いくらオンボロとはいえ家賃3万円と破格に安いのは、不動産業者の仲介を入れず、退去者は次の入居者を斡旋するというルールがあるから。

その内の一室に関わりをもった男女が、あたかもバトンリレーするかのように語り継いでいくことによって、かたばみ荘が軸となって16年間が語られるというストーリィ。
語り手は次のとおり。
新井田千一:大学3年から4年半にわたり住む。
七見 歩:新井田の次の入居者である片川三郎の幼馴染。
七見奈緒子:歩の交際相手、後に結婚。
峠茶太郎:フリーター、三郎〜歩の後の入居者。
木下目見(まみ):かたばみ荘近くにある喫茶店の雇われ店長。
日暮純一:自称小説家。
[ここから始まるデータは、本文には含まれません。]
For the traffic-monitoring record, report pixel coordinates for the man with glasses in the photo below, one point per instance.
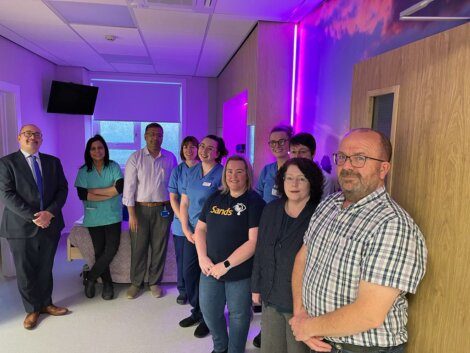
(362, 254)
(303, 145)
(33, 189)
(146, 196)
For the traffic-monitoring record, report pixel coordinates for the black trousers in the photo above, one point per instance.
(34, 259)
(153, 230)
(191, 275)
(106, 240)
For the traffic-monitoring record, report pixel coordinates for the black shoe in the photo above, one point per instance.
(89, 288)
(182, 299)
(108, 291)
(189, 321)
(201, 330)
(257, 340)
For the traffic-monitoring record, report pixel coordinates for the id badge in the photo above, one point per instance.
(165, 213)
(274, 191)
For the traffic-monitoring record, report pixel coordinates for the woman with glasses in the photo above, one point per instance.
(199, 182)
(280, 236)
(279, 144)
(188, 154)
(226, 236)
(99, 185)
(267, 188)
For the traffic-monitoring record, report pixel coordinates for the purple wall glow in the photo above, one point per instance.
(336, 36)
(33, 76)
(235, 115)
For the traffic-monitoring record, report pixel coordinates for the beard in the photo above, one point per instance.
(357, 189)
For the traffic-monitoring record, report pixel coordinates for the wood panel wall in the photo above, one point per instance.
(431, 177)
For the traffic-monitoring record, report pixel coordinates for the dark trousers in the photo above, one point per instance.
(105, 241)
(178, 241)
(34, 259)
(191, 275)
(152, 231)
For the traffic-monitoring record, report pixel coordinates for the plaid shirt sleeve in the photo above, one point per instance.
(395, 256)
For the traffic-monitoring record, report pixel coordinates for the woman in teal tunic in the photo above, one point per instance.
(99, 185)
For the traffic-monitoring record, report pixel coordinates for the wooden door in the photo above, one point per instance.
(431, 173)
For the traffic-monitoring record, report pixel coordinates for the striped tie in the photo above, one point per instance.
(37, 172)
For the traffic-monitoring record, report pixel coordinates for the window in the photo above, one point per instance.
(125, 137)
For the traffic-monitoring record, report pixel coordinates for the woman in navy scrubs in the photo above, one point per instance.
(199, 182)
(226, 236)
(267, 188)
(188, 154)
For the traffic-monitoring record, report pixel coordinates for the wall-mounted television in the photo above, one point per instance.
(72, 98)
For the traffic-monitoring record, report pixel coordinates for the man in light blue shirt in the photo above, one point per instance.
(146, 197)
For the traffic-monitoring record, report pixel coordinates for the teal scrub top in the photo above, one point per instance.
(175, 186)
(100, 213)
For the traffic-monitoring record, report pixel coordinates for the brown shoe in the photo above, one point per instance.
(156, 291)
(54, 310)
(31, 320)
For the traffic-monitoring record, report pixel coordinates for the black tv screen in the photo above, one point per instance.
(72, 98)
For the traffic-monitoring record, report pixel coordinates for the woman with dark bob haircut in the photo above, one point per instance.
(99, 185)
(199, 183)
(280, 236)
(189, 157)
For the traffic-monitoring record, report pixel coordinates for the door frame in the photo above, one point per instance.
(10, 123)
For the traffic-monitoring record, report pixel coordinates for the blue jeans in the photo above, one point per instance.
(178, 241)
(191, 274)
(213, 295)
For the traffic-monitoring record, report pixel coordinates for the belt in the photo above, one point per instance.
(153, 204)
(357, 349)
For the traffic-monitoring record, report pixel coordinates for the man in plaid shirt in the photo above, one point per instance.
(362, 254)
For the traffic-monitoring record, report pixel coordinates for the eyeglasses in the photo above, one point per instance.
(29, 134)
(153, 134)
(299, 180)
(207, 148)
(274, 143)
(357, 161)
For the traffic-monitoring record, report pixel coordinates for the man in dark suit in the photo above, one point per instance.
(33, 189)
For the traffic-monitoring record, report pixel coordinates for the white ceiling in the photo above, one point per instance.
(175, 37)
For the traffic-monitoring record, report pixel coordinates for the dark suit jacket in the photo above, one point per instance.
(266, 272)
(19, 193)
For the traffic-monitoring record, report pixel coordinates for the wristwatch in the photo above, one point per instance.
(227, 265)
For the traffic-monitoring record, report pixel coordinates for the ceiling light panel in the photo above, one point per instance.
(135, 68)
(35, 22)
(94, 14)
(267, 10)
(173, 38)
(127, 42)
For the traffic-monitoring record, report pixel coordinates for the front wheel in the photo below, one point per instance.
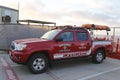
(38, 63)
(98, 56)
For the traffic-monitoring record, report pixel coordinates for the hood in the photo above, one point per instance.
(30, 40)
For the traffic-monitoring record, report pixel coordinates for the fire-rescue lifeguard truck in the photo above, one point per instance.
(62, 43)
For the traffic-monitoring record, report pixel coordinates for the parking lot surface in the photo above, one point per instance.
(72, 70)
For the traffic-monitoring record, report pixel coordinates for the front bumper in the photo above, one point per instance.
(18, 56)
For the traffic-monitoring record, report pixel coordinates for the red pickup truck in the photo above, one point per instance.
(62, 43)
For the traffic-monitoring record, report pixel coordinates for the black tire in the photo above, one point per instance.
(98, 56)
(38, 63)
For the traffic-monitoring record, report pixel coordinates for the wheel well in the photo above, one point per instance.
(40, 52)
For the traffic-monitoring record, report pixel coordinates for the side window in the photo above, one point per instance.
(66, 36)
(81, 36)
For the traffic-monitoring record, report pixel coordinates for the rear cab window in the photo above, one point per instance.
(67, 36)
(81, 36)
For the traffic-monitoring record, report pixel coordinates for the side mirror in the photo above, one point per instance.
(59, 39)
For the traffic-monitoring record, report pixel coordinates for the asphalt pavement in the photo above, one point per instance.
(72, 70)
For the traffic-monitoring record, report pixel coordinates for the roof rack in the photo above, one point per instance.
(96, 27)
(69, 27)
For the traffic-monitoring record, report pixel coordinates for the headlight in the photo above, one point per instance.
(19, 47)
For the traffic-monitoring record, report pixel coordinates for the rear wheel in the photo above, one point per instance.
(38, 63)
(98, 56)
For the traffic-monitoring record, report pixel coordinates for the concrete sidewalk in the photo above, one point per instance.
(73, 70)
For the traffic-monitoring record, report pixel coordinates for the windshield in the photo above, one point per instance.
(50, 34)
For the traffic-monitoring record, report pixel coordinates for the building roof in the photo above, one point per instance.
(8, 8)
(35, 21)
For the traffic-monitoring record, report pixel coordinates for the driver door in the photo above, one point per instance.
(63, 48)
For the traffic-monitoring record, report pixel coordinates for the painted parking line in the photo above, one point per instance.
(98, 74)
(53, 76)
(10, 74)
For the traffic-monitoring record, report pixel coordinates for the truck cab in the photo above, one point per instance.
(61, 43)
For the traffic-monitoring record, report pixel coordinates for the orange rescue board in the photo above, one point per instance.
(96, 27)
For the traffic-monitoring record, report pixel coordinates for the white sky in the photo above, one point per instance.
(69, 12)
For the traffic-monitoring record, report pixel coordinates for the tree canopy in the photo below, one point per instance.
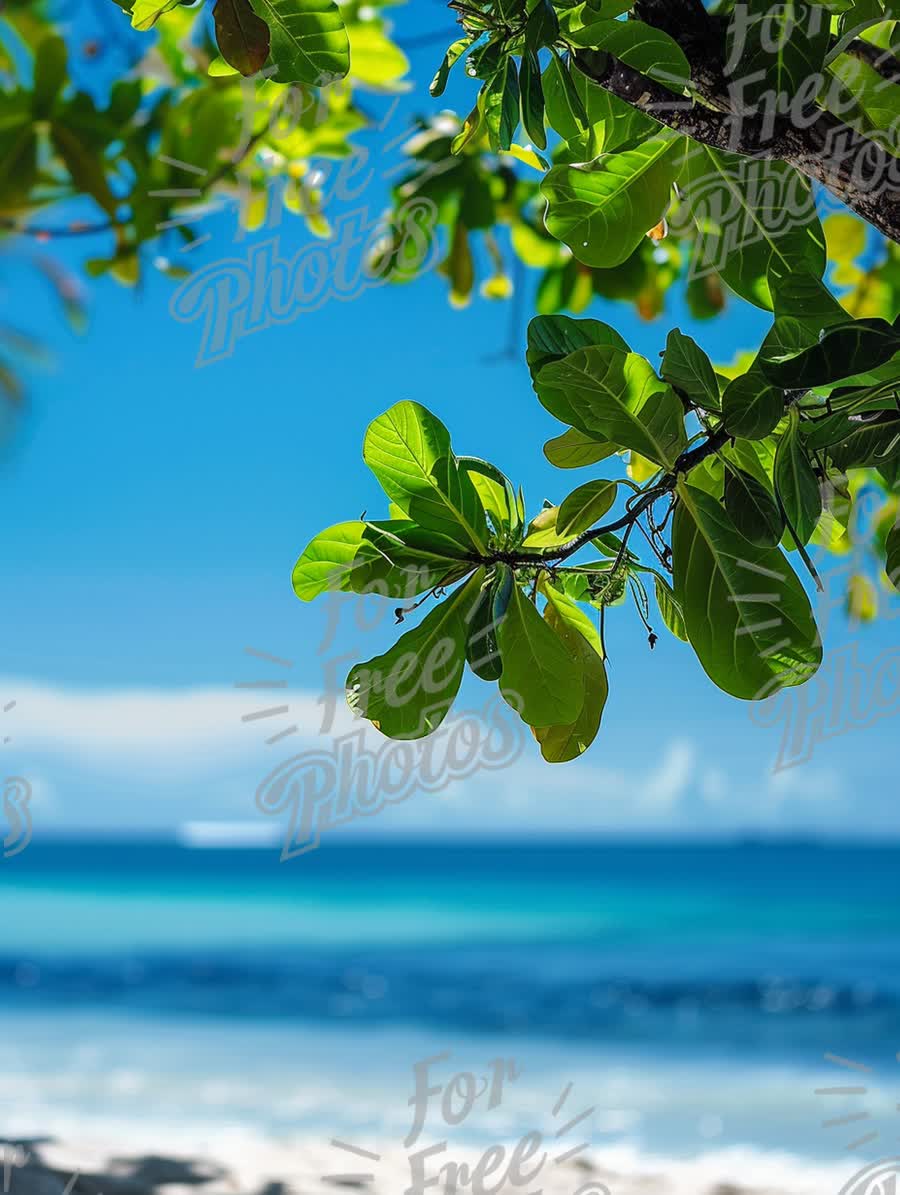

かたばみ荘に住んだエピソード等を彼らから聞く。

新井田千一、七見歩、峠茶太郎は賃借人であり語り手ですが、2番目の賃借人である片川三郎の語りがありません。
それは
“片川三郎失踪事件”があるからで、そのことも絡んで、上記の人たちに三郎のバンド仲間だった田村も加わり、縁も所縁もなかった人たちの間に繋がりが生じていく。
本来、環の外にいるべき女性たちが語りの環に加わっている、というところに妙味あり。

人と人が思いがけず繋がっていく面白さ、温かさが本作にはあって、何とも心地良く、それがまた楽しいのです。
そして最後には、さらに予想もしなかった繋がりが明らかになるというおまけつき。
人と人が輪のように繋がっていく群像ストーリィ、逸品です。